Pourtant, le roi franc possède certains atouts qui compensent en partie sa situation en apparence inconfortable. Pour les membres de la tribu, il est habité par un charisme païen, souvent il descend d'un dieu et il peut parfois se prévaloir d'une lignée ancienne et glorieuse. Mais c'est moins vrai pour les Francs que pour les Goths. La famille royale des Saliens semble d'extraction récente et ne remonterait guère avant le début du V° siècle. Il n'empêche que le roi est considéré comme détenteur de la protection divine, du Heilag, mot allemand qui a donné le Heil de sinistre mémoire. Comme je dis à mes élèves de 3ème, « Heil Hitler » signifie en substance « Salut, longue vie et prospérité à toi, Hitler »… mais l'avantage, c'est que c'est plus court ! Donc les dieux germaniques, au premier rang desquels Wotan (Odin chez les Vikings), chef des dieux et magicien hors pair, donnent la victoire à leur élu, le roi, ce qui est normal puisque ce dernier fait souvent partie de la famille. Chez ces peuplades belliqueuses, la victoire est souvent mère de la prospérité : la tribu vit souvent en grande partie du butin ramené des expéditions de pillage. C'est peut-être même la première source de revenu, devant l'agriculture et le commerce. Au fond, les mœurs des Germains ne sont pas sans rappeler les « anciennes mœurs » des Grecs telles que les décrit Thucydide. Il faut préciser que les Francs occupent des terroirs boisés, pas toujours d'une grande fertilité. Il est également possible que le retour au pays de guerriers ayant servi dans l'armée romaine ait représenté un apport non négligeable de richesse pour ces communautés. Les soldats se constituaient souvent un petit pécule au cours de leur service.

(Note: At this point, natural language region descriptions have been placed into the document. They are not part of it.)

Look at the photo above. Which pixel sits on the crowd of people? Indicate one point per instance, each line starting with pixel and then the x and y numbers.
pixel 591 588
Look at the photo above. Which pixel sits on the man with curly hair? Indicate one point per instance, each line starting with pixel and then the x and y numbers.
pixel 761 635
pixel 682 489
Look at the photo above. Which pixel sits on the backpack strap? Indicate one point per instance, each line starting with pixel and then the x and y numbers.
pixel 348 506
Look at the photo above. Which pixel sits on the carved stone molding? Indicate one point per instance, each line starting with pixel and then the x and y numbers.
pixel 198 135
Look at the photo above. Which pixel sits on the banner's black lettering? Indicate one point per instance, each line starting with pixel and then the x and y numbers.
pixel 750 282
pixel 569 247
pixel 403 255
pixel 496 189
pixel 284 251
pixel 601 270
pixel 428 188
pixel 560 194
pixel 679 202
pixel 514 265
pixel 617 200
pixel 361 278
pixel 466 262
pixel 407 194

La société franque primitive est rurale, peut-être même semi-nomade. Les Francs vivent dispersés dans des villages, souvent dans des zones forestières. Agriculture, pêche et chasse assurent sans doute l'essentiel de la subsistance. Le brigandage et le commerce peuvent éventuellement améliorer l'ordinaire (achat de vin, par exemple). Ce mode de vie change lorsque certaines tribus saliennes sont enrôlées en totalité dans l'armée impériale, et placées en garnison dans des cités gallo-romaines. Il est alors possible que les guerriers soient en partie encasernés en ville, tandis que le reste de la communauté cultive des terres abandonnées que le pouvoir romain lui octroie.

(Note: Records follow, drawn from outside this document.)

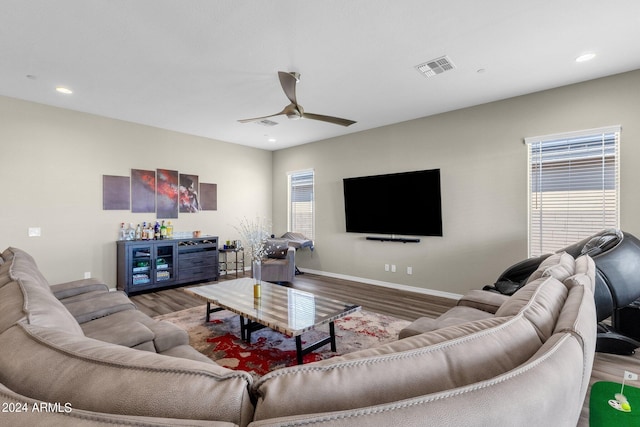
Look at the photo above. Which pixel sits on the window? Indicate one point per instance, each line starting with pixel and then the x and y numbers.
pixel 573 187
pixel 301 203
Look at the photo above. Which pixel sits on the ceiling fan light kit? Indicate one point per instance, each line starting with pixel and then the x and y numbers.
pixel 294 111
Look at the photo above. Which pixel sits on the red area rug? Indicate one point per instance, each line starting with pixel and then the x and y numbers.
pixel 220 338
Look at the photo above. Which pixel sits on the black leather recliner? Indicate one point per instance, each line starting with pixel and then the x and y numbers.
pixel 617 258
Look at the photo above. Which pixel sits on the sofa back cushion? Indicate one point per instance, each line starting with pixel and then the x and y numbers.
pixel 539 301
pixel 12 303
pixel 55 366
pixel 25 267
pixel 29 291
pixel 430 362
pixel 560 266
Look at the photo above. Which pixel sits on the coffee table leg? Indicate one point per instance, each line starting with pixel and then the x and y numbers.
pixel 245 334
pixel 332 336
pixel 331 339
pixel 299 352
pixel 211 310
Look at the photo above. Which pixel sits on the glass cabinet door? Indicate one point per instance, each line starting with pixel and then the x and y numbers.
pixel 164 262
pixel 141 265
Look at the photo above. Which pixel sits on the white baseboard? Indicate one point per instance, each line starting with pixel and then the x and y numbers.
pixel 398 286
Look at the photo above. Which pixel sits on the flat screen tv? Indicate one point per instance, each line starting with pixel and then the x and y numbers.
pixel 406 203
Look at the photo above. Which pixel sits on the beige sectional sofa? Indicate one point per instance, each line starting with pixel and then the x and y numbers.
pixel 490 361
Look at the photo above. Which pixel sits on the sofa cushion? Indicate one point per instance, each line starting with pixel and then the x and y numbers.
pixel 107 329
pixel 43 309
pixel 12 303
pixel 99 305
pixel 560 266
pixel 540 301
pixel 67 415
pixel 102 377
pixel 78 287
pixel 23 266
pixel 162 336
pixel 7 254
pixel 426 363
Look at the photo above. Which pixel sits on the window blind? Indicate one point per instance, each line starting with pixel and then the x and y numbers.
pixel 301 202
pixel 573 187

Dans cette société guerrière, tout homme libre est amené à porter les armes. L'équipement originel des guerriers francs pose quelques problèmes parce qu'il est très tôt influencé par l'armement tardif des armées romaines. Ainsi, les cuirasses et les casques portés par des Francs aux IV° et V° siècles ont de fortes chances de provenir… d'ateliers militaires romains ! Le guerrier franc est un fantassin. Les chevaux ne s'élevaient sans doute pas facilement dans les régions d'origine de ce peuple. Ces animaux ont donc une grande valeur et sont souvent réservés aux chefs. Pour se défendre, le guerrier franc dispose d'un bouclier de bois circulaire, semblable aux boucliers des unités romaines tardives. La cuirasse et le casque ne sont sans doute pas généralisés puisque, si l'on suit l'évolution tactique de l'infanterie romaine à cette période, on constate un allègement de l'équipement défensif à la charnière des IV° et V° siècles. Ceci afin d'améliorer la mobilité de l'infanterie sur le champ de bataille. Pour les Francs qui en possèdent, des chefs sans doute, les casques et les cuirasses sont probablement de fabrication ou d'imitation romaine. Pour attaquer, le guerrier franc utilise une lance et une épée longue (spatha) caractéristiques de l'infanterie romaine tardive. Plus « typiquement francs » sont le scramasaxe et la francisque. Le scramasaxe est une épée plus courte que la spatha (mais qui paraît plus longue que le glaive romain classique). La francisque est une hache à un seul tranchant, apparemment utilisable comme arme de jet.
Childéric
On a coutume de voir en Clovis un parvenu, un self-made-man parti de rien et arrivé au sommet. Les choses sont un peu plus compliquées, et il est probable que Clovis doit beaucoup plus à son père Childéric qu'on ne le pense.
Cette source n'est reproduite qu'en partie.